To run the (virtual) experiments, you will need to have:

  • C++ binaries compiled (see previous C++ section)
  • At least Python 3.6.8
  • A CUDA enabled GPU
  • Dependent PIP packages: pip3 install np torch pyzmq gym tensorboard
  • Additional dependent packages: power_spherical

Running Experiments

The python folder contains all scripts to run experiments. It is split into multiple subfolders each serving a different purpose.

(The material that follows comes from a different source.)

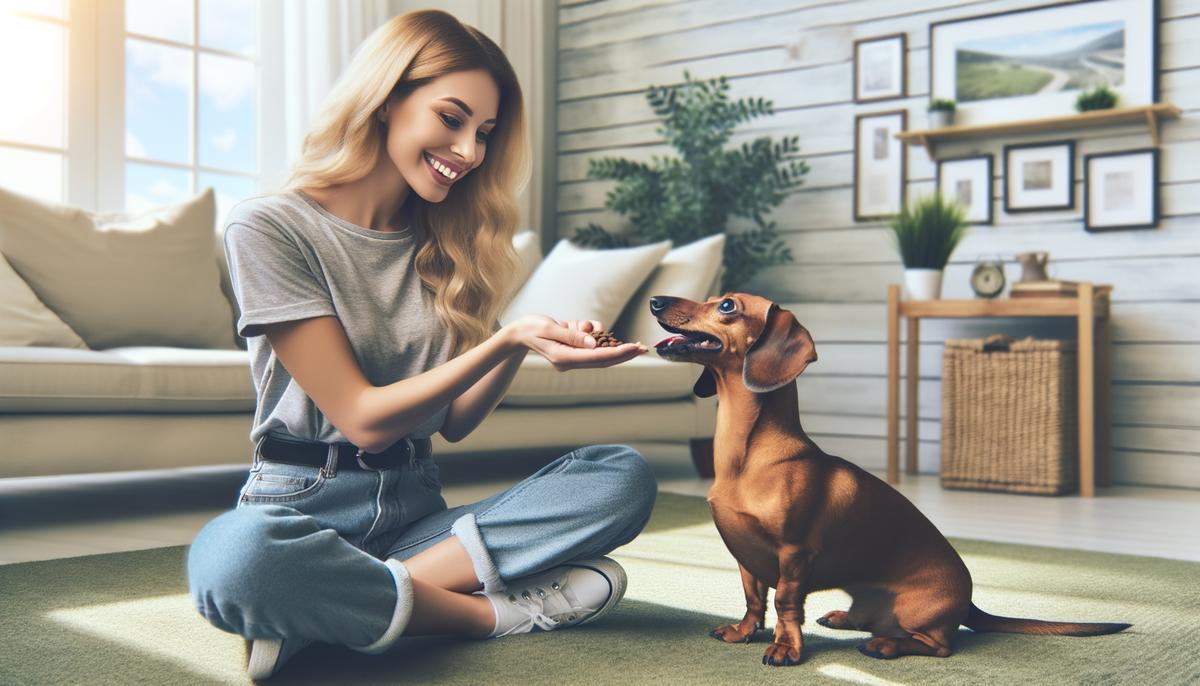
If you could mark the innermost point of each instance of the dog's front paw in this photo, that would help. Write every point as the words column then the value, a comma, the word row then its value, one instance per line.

  • alphabot/: Scripts which are run on a real world robot to listen to control commands over WiFi (You won't need this for the virtual experiments).
  • mdespot_handcrafted/: Scripts to run (Macro-)DESPOT using handcrafted actions/macro-actions on our tasks.
    • evaluate.py: to visualize the approach.
      • e.g. python3 evaluate.py --task=LightDark --macro-length=4
    • benchmark.py: to test performance.
      • e.g. python3 benchmark.py --task=LightDark --macro-length=4 --num-env=16
  • mdespot_magic/: Scripts to run DESPOT using MAGIC on our tasks.
    • evaluate.py to visualize the approach using a trained Generator.
      • e.g. python3 evaluate.py --task=LightDark --macro-length=8 --model-path=../models/learned_LightDark_8/gen_model.pt.00500000
    • benchmark.py to test performance using a trained Generator.
      • e.g. python3 benchmark.py --task=LightDark --macro-length=8 --num-env=16 --models-folder=../models/learned_LightDark_8 --model-index=500000
    • train.py to train both Generator + Critic.
      • e.g. python3 train.py --task=LightDark --macro-length=8 --num-env=16 --num-iterations=500000 --output-dir=../models/learned_LightDark_8
  • models/: Contains the neural networks used. Also contains the trained models for each task.
  • pomcpow/: Scripts to run POMCPOW for our tasks.
    • valuate.py: to visualize the approach.
      • e.g. python3 --task=LightDark
    • benchmark.py: to test performance.
      • e.g. python3 --task=LightDark --num-env=16
    • tune_params.py: to tune the POMCPOW hyperparameters via grid search.
      • e.g. python3 --task=LightDark --trials=30 --num-env=16
  • rwi/: Scripts to run real world experiments (You won't need this for the virtual experiments).
  • utils/: Miscellaneous utilities and static variables.

Running Tests

You can run tests to test our implementation of the algorithms used for comparison.

POMCPOW

We re-implemented POMCPOW in C++, for fair comparison, following the original paper. The authors' original implementation can be found here, in Julia.

To verify our implementation, run python3 pomcpow/benchmark.py --task=VdpTag.

  • This runs our C++ POMCPOW implementation against a C++ port of the VdpTag task.
  • The accumulated reward should substantially exceed the authors' Julia version on the same machine, due to optimizations by GCC.